Practice Question 31

You are studying the finances of a life insurance company. You believe that if Company X generates at least $150 million in earnings this year, they will pay a large amount of stock into a company bonus pool. If the earnings can fall anywhere from $110 million to $165 million with equal probability, what is the likelihood they will hit the bonus pool target?

A. 27.5%
B. 27.3%
C. 26.5%

Correct Answer: B

This is a continuous uniform distribution, where b = $165 million and a = $110 million. F(x) = (x - a)/ (b - a) for a < x < b; F(x) = 0 for x <= a, and F(x) = 1 for x >= b. We are solving for 1 - F(150) = 1 - (150 - 110)/(165 - 110) = 1 - 40/55 = 27.3%.

Practice Question 32

You evaluate the monthly performance of your portfolio managers against a broad market index. At the end of each year, you add up the number of months in which their performance exceeded that of the market index. If the probability of beating the market index each month, after expenses and sales loads, is 65%, what is the mean and variance of the number of months in a year a manager would beat the index?

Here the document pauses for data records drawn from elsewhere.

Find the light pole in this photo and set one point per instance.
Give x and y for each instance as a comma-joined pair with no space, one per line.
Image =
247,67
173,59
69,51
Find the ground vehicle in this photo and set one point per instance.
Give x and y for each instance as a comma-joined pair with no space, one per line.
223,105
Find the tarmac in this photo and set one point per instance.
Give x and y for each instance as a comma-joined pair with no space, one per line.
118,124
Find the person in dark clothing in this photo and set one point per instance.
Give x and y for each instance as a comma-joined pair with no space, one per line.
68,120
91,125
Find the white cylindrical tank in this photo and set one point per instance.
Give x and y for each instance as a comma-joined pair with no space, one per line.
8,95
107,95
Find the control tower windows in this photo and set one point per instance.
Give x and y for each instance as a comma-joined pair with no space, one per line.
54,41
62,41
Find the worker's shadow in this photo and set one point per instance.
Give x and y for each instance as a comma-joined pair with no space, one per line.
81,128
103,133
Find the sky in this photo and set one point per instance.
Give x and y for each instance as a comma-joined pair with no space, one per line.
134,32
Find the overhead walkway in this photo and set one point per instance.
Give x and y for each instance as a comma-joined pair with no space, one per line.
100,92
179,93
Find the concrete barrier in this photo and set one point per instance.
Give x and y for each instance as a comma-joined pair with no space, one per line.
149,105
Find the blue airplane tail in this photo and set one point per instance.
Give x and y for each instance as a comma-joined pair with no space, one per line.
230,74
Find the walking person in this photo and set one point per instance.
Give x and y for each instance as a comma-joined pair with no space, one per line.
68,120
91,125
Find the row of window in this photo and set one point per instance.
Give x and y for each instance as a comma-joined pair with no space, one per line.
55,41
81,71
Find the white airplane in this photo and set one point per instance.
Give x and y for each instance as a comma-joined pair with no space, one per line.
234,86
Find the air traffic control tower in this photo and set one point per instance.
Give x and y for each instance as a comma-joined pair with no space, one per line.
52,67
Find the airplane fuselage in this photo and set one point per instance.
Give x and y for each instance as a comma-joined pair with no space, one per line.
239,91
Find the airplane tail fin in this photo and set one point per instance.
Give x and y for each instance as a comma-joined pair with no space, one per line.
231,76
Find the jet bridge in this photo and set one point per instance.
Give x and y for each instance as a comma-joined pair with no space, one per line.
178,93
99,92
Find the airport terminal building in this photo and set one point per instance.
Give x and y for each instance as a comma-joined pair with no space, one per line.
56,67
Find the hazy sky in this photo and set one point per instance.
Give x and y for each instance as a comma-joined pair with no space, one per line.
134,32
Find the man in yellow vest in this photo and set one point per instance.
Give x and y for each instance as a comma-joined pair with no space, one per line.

A. mean = 8.7; variance = 3.73
B. mean = 8.7; variance = 2.73
C. mean = 7.8; variance = 2.73

Correct Answer: C

For this problem, the number of months in a year a manager would beat the index is a binomial random variable with parameters n = 12 and p = 65%. The mean of a binomial distribution is n*p and the variance is n*p*q, where q = 1 - p. Here, we will obtain a mean of 12 * 65% = 7.8 and a variance of 12 * 35% * 65% = 2.73.

Practice Question 33

A manufacturer of headache medicine claims it is 70 percent effective within a few minutes. That is, out of every 100 users 70 get relief within a few minutes. A group of 12 patients are given the medicine. If the claim is true, what is the probability that 8 have relief within a few minutes?

A. 0.231
B. 0.667
C. 0.168

Correct Answer: A

This is a binomial probability. The probability of getting r successes out of n trials where the probability of success each trial is p and probability of failure each trial is q (where q = 1-p) is given by: n!(pr)[q(n-r)]/r!(n-r)!. Here n = 12, r = 8,p = 0.7 and q = 0.3. Therefore we have 12!(0.78)(0.34)/8!4! = 0.231.

Practice Question 34

Which of the following is false?

A. The probabilities for different possible values of a random variable with a discrete uniform distribution are equal.
B. A random variable with a binomial distribution can have one of two possible values.
C. The probabilities for different possible values of a random variable with a continuous uniform distribution are equal.

Correct Answer: B

A binomial distribution is the discrete probability distribution of the number of successes in a sequence of n independent yes/no experiments, each of which yields success with probability p. It can therefore take all integer values from 0 to n.